Friday, March 11, 2011
Culture Confusion -- Part 1
This has become the word of choice for answering questions to which we do not actually know the answer. Just say it's the culture and everyone will nod in agreement without having any idea in the world about what that means much less what to do about it. (Basically, it is usually defined as "How we do things around here.") Disagreeing with this seems like folly, first because no one much except for me seems to be bothered by this lack, but even more because there really doesn't seem to be a good alternative explanation with which to replace it. After all, we do need answers to those questions. (There is plenty of academic work on all of the above but its value to practitioners and managers is debatable.)
But Maybe Not. I would like to offer one. The word "culture" came into increasingly widespread use because of its importance in anthropology. In that field, it means, by one definition; "The learned patterns of behavior and thought that help a group adapt to its surroundings." It seemed to make sense to transfer exactly the same idea to business organizations, which Terry Deal and Allan Kennedy did in their 1982 book, "Corporate Cultures: The Rites and Rituals of Corporate Life." This was a very good book, which became hugely influential in the relatively new field.of organizational behavior.
It is now practically impossible to discuss organizations without referring to their culture, and indeed, using "their culture" to explain why people do what they do in an organization, thus substituting one vague concept for another. There is a much better and conceptually more sound alternative word, which was also current at that time but which has gone out of fashion. That word was "climate," and much effort was spent on research to lay out the components of organizational climate and their implications for organizational behavior.
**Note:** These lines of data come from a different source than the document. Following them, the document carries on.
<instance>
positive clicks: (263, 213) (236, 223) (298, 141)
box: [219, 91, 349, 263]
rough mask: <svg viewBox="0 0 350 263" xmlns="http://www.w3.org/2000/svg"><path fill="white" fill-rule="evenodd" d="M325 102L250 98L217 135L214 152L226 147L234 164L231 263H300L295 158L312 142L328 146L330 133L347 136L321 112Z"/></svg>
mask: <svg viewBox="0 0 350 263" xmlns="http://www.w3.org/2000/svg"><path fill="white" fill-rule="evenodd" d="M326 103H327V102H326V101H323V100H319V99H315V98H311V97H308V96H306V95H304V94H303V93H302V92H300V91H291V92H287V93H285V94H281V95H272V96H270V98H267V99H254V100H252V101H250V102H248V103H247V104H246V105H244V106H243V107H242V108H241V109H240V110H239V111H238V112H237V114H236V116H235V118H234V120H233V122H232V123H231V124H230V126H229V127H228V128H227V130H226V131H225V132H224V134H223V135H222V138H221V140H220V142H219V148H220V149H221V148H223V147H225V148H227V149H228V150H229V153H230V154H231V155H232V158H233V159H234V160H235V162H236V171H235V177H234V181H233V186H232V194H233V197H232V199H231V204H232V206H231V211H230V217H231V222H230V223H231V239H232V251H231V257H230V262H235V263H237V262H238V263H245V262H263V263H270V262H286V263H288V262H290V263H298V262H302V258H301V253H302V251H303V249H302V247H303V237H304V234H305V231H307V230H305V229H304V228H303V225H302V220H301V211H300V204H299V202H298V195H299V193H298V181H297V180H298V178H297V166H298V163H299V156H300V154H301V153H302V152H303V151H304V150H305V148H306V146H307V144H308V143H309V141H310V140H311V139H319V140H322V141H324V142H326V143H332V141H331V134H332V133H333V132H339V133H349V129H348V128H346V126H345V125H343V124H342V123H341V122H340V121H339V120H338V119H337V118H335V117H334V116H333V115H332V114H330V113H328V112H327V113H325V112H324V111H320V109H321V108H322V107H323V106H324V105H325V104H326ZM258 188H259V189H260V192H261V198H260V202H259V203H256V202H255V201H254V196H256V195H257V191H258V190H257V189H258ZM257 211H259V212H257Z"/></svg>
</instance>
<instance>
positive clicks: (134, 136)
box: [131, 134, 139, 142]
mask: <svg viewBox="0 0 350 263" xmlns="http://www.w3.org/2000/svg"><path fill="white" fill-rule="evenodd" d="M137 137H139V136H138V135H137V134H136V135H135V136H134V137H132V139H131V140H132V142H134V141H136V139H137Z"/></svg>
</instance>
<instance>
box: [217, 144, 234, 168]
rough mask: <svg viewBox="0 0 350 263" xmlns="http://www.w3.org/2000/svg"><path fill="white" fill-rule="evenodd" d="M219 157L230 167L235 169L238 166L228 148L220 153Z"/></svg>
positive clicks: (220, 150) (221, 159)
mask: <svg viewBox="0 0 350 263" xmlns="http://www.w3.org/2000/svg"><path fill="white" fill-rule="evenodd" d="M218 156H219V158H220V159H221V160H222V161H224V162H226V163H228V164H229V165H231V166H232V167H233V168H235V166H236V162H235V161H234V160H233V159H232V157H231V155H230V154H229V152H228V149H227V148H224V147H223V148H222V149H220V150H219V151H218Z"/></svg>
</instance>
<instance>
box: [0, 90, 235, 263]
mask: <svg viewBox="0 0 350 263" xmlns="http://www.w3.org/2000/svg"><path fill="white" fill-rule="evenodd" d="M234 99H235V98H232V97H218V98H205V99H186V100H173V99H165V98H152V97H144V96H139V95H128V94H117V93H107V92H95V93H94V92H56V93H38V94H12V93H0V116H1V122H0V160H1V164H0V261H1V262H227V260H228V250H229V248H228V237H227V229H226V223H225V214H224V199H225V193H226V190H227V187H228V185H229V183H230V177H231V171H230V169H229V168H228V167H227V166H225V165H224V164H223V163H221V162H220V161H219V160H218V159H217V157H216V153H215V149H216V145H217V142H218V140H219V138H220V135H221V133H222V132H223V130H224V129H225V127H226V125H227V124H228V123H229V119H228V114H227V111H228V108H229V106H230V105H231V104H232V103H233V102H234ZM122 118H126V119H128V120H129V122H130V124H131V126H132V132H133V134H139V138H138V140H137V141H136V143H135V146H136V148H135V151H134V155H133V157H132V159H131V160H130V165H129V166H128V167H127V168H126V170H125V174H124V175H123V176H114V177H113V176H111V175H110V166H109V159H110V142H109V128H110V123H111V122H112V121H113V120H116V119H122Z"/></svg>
The difference between these two terms may seem trivial or vague, but as they have become used, it is quite fundamental. Culture is an intrinsic property that emerges in and through the organization itself, whereas climate is an aspect or set of properties that exists apart from the organization. We can deliberately create the same climate in another organization, whereas its culture would develop organically and thus inevitably be distinctive. I also prefer the concept "climate" because its substantive measures are immediately sensible and can easily be put to use. To help people become more "engaged" with their work is much harder and less clear than reducing the number of levels of the hierarchy between them and the VP.
Thursday, March 3, 2011
CEO Pay -- Part 2
Seek ye truth?
Tuesday, March 1, 2011
"Watson -- I need you"
IBM rolled out the publicity bandwagon for its newest supercomputer, Watson's, triumphant appearance on a special edition of Jeopardy a few days ago. For those of you who've been either adrift at sea or doing a Rip van Winkle, Watson was "trained" to understand and respond to the colloquial and ambiguous and clues made famous by the TV quiz show, It (he?) soundly defeated Ken Jennings and Brad Rutter, the two highest scoring (human) players in the program's long history.
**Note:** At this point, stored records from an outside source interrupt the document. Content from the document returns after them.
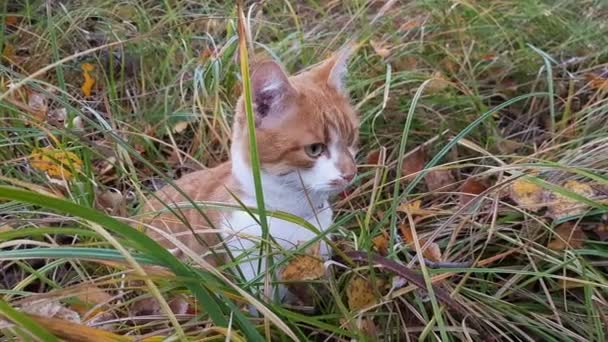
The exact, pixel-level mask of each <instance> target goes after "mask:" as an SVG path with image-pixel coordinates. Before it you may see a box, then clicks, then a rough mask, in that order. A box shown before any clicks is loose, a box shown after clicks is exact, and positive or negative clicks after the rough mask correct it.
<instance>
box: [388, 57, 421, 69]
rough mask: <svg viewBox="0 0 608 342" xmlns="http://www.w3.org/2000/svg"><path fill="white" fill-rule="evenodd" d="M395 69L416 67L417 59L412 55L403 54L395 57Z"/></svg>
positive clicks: (416, 68)
mask: <svg viewBox="0 0 608 342" xmlns="http://www.w3.org/2000/svg"><path fill="white" fill-rule="evenodd" d="M394 64H395V70H397V71H412V70H416V69H418V59H416V57H414V56H404V57H401V58H399V59H397V60H396V61H395V62H394Z"/></svg>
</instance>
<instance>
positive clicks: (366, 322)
mask: <svg viewBox="0 0 608 342" xmlns="http://www.w3.org/2000/svg"><path fill="white" fill-rule="evenodd" d="M358 328H359V329H360V330H361V332H362V333H364V334H365V335H366V336H367V337H368V338H369V340H371V341H376V340H377V339H378V329H377V328H376V324H375V323H374V320H373V318H363V319H362V320H361V321H360V324H359V327H358Z"/></svg>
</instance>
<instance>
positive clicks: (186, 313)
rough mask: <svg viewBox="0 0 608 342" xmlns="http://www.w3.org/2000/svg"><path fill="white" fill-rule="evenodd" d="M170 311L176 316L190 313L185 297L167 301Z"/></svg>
mask: <svg viewBox="0 0 608 342" xmlns="http://www.w3.org/2000/svg"><path fill="white" fill-rule="evenodd" d="M168 304H169V307H170V308H171V311H172V312H173V313H174V314H176V315H185V314H187V313H188V311H190V302H188V300H187V298H186V296H185V295H177V296H175V297H173V298H172V299H171V300H170V301H169V303H168Z"/></svg>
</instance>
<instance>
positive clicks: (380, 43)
mask: <svg viewBox="0 0 608 342" xmlns="http://www.w3.org/2000/svg"><path fill="white" fill-rule="evenodd" d="M369 45H371V46H372V49H374V52H375V53H376V54H377V55H378V56H380V57H382V58H386V57H388V56H389V55H390V54H391V50H390V47H389V46H388V44H386V42H379V41H376V40H373V39H371V40H370V41H369Z"/></svg>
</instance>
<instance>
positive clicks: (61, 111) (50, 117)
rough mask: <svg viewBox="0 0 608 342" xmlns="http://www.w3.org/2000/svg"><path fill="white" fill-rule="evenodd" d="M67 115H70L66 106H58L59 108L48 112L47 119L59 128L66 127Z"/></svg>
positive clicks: (50, 123)
mask: <svg viewBox="0 0 608 342" xmlns="http://www.w3.org/2000/svg"><path fill="white" fill-rule="evenodd" d="M67 116H68V112H67V110H66V109H65V108H57V109H53V110H50V111H49V112H48V115H47V118H46V121H47V122H48V123H49V125H51V126H54V127H57V128H64V127H65V120H66V119H67Z"/></svg>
Technically, the event was everything IBM could have hoped for. Watson interpreted and made sense of normal human speech, even with quirky phrasing, inside jokes and backwards (answers first, then questions) and was therefore a technical landmark of the first order. Presumably, we can now expect to have Watson clones at cash registers, toll booths and phone answering services worldwide.
But Maybe Not. In Jeopardy, one contestant at a time picks a category from those offered, and is given the clue. Their edge is simply that; they can choose the category (and, of course, the amount they wish to bet.) However, any contestant can capture that point by pressing their button first and then providing the correct answer. If they're right, they can continue. If they're wrong, the next contestant can pick a category and try to answer, again by first pressing the button. Watson followed the same rules, with (minor) exceptions for machines..
There are two points that I have not been seen discussed, though they have significant implications for Watson's success. The first is that Watson "heard" the clues delivered in the form of a text file, sent at the same time as Ken and Brad (and the audience) listened to it read..This appears to mean that Watson had the information to "think" about well ahead of its competitors. This may not have been important by itself, but it supported the second and more obvious advantage. Watson was able not only to process the information faster; it also could "push" the button faster -- indeed. more or less instantly.
These possibilities are important because Watson's success involved long runs of answers with no discernible pauses. Part of Watson's edge was perhaps not only because of the quality of its "thinking" but also its speed. If Watson had been programmed to mimic human capacities, it might not have done as well.
Bottom line: Watson is a technical tour de force, no doubt. But it doesn't quite answer the original question, "Can it beat human experts at a game like Jeopardy?" It may still be that Brad and Ken had all the answers that Watson did, but that they were systematically disadvantaged by the mechanical advantages -- not the intelligence -- of any computer. IBM is chock-a-block full of very smart people, so I have to believe that they were perfectly aware of all this, and precisely because of it, playing Jeopardy was a can't lose proposition. Ken and Brad should not feel bad; under the circumstances, I say, three cheers for humanity!